Experience with imidafenacin in the management of overactive bladder disorder
Takeuchi T, Zaitsu M, Mikami K. Ther Adv Urol. 2013 Feb;5(1):43-58.


Department of Urology, Kanto Rosai Hospital, 1-1 Kizukisumiyoshi-cho, Nakahara-ku, Kawasaki 211-8510, Japan.


Overactive bladder (OAB) is a chronic syndrome defined by symptoms of urinary urgency with no underlying medical causes. First-line treatment of OAB comprises fluid intake advice and bladder training, supplemented by anticholinergic drugs if necessary. Owing to the chronic nature of OAB, the ideal anticholinergic treatment should have good long-term efficacy and tolerability. There are many anticholinergics available, although some of these are not specific for the bladder and can cause adverse effects such as dry mouth, constipation, blurred vision or cognitive impairment. Imidafenacin (a newer anticholinergic which has been marketed in Japan since 2007) was developed to improve the tolerability of anticholinergic therapy.

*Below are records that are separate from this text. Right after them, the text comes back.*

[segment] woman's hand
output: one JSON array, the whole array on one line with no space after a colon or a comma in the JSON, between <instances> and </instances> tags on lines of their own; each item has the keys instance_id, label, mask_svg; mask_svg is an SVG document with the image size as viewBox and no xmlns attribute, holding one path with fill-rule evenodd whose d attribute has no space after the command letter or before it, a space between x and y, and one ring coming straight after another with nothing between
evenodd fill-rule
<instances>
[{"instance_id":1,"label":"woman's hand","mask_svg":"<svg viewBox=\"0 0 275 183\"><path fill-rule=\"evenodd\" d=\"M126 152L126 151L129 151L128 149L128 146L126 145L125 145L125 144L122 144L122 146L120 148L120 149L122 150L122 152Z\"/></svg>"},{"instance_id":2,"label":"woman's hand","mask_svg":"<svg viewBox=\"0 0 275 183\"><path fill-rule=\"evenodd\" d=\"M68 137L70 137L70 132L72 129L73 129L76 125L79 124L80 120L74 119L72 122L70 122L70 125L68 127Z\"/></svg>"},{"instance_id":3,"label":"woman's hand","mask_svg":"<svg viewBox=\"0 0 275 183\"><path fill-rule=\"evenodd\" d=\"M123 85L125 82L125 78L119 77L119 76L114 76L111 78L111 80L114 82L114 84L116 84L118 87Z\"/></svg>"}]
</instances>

This article summarizes the pharmacological properties, pharmacokinetics, clinical efficacy and tolerability of imidafenacin in the treatment of OAB. Data from key clinical studies of imidafenacin show that it has a fast onset of action and is effective for the treatment of OAB. It selectively binds to muscarinic receptors in the bladder and is associated with a good safety profile compared with other anticholinergics. The clinical efficacy, superior tolerability and adjustable dosing of imidafenacin make it a good anticholinergic for the treatment of OAB.